Business

SaaS

Technology

•

Mar 2, 2026

Permissive-Washing in AI Explained — Why Open Source Labels Cannot Be Trusted

When a package in your npm registry says MIT, you trust it. The licence file is there, the copyright notice is there — the whole compliance payload ships with the dependency. That mental model works for traditional software. AI artefacts are different. The label and the legal grant are not the same thing.

New research from Queen’s University found that 96.5% of permissively-labelled datasets and 95.8% of permissively-labelled models on Hugging Face lack the documentation required to make those labels legally enforceable. The researchers coined a term for it — permissive-washing. When that documentation is missing, the artefact reverts to all-rights-reserved status regardless of what the tag says.

This article explains what permissive-washing is, why a model card badge is not a licence, and what five checks your team can run before adopting any open AI component. It is part of a broader look at open AI supply-chain licensing risk — but this is where the explanation has to start.
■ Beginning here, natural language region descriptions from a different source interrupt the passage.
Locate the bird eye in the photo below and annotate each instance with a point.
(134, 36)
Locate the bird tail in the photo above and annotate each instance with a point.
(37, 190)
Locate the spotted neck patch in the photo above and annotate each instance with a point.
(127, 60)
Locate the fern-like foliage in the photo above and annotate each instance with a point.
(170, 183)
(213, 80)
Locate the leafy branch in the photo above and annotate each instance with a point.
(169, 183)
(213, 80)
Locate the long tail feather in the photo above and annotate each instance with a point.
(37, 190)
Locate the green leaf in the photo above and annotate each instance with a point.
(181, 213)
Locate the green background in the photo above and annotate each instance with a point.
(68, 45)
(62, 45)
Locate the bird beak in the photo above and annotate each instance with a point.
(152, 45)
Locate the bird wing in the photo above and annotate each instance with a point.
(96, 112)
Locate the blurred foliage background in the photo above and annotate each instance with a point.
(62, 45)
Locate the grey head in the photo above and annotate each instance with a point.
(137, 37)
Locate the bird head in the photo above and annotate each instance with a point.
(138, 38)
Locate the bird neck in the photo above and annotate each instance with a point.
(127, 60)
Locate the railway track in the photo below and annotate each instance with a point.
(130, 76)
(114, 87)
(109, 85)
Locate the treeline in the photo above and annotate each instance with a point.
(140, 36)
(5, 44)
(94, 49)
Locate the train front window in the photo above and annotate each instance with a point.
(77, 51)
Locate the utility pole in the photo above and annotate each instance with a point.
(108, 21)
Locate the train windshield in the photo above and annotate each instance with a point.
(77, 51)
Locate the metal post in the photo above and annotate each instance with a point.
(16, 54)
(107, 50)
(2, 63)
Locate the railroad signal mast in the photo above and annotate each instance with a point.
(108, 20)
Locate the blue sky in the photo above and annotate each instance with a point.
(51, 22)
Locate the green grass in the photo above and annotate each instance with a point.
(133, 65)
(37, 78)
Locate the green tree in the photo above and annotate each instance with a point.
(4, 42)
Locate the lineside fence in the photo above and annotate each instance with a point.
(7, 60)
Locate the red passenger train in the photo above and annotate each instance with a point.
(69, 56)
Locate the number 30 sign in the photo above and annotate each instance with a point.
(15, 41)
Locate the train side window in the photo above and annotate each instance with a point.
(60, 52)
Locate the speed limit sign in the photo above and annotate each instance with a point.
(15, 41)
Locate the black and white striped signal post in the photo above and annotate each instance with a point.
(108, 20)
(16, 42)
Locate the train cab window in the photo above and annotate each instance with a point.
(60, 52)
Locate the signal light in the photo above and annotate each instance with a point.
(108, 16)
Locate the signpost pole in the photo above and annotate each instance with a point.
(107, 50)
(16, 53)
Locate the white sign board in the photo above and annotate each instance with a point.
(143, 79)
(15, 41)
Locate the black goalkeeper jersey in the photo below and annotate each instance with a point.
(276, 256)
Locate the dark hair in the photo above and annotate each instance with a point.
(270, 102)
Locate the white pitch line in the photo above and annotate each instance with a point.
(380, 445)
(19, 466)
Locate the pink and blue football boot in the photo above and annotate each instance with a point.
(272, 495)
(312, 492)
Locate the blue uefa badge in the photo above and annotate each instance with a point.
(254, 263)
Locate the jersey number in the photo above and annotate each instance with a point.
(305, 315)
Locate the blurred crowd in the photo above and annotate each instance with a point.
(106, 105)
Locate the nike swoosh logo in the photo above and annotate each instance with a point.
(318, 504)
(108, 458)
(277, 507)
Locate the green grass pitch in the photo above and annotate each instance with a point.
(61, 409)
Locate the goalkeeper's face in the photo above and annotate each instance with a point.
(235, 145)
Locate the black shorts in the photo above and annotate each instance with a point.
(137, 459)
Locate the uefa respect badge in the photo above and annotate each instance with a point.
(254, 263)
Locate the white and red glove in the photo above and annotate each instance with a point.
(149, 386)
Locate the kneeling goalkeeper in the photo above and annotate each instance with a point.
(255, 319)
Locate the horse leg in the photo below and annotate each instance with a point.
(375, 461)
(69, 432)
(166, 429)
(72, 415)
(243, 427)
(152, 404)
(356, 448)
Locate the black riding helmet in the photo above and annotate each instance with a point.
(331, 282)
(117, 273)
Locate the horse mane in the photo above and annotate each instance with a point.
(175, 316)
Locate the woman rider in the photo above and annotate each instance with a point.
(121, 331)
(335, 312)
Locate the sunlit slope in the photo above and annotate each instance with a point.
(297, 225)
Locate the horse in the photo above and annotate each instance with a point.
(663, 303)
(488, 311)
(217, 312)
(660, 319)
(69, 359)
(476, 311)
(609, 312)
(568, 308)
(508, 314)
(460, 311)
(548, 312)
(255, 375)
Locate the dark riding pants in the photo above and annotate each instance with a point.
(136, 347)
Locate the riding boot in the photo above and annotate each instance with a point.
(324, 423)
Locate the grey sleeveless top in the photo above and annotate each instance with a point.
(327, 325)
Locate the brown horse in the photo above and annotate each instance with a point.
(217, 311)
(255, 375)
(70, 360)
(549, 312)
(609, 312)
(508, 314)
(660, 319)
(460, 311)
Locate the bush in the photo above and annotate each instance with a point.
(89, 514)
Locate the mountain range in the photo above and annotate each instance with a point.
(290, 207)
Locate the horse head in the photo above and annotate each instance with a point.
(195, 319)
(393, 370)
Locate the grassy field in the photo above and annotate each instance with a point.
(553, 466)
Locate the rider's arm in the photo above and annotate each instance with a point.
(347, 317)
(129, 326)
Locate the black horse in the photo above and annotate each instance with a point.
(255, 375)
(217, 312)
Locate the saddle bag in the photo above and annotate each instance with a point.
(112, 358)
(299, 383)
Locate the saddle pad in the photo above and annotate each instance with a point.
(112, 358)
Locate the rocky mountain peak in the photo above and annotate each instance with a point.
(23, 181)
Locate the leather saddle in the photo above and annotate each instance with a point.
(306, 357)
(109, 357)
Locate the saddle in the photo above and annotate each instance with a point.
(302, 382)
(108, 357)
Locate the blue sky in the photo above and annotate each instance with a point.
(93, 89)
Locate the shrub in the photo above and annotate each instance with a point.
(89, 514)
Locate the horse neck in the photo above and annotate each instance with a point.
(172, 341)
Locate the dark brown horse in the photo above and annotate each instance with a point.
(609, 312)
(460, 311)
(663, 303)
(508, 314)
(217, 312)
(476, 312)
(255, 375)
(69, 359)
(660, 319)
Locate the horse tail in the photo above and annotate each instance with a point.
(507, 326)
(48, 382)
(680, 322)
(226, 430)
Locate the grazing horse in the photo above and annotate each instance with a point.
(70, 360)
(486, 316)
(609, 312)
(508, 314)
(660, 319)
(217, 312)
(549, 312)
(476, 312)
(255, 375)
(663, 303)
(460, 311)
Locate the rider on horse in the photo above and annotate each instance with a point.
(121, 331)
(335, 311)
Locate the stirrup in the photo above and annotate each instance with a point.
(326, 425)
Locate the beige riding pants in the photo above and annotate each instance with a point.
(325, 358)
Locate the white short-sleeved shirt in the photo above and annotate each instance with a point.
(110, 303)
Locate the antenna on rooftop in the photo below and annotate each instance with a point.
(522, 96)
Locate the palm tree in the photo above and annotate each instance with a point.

What does “permissive-washing” actually mean?

Permissive-washing is what happens when an AI artefact — a model, a dataset, a fine-tuned checkpoint — gets labelled with a permissive licence (MIT, Apache-2.0, BSD-3-Clause) while leaving out the documentation that makes the label mean anything.

That documentation is the full licence text, the copyright notice, and upstream attribution notices. Without it, Jewitt, Rajbahadur, Li, Adams, and Hassan call it a missing “compliance payload.” The licence grant is void.

It is rarely intentional. AI platforms make it easy to pick a licence tag from a dropdown, and that selection gets treated as equivalent to granting a licence. It is not. But the effect is the same either way: downstream users believe they have rights they do not legally hold.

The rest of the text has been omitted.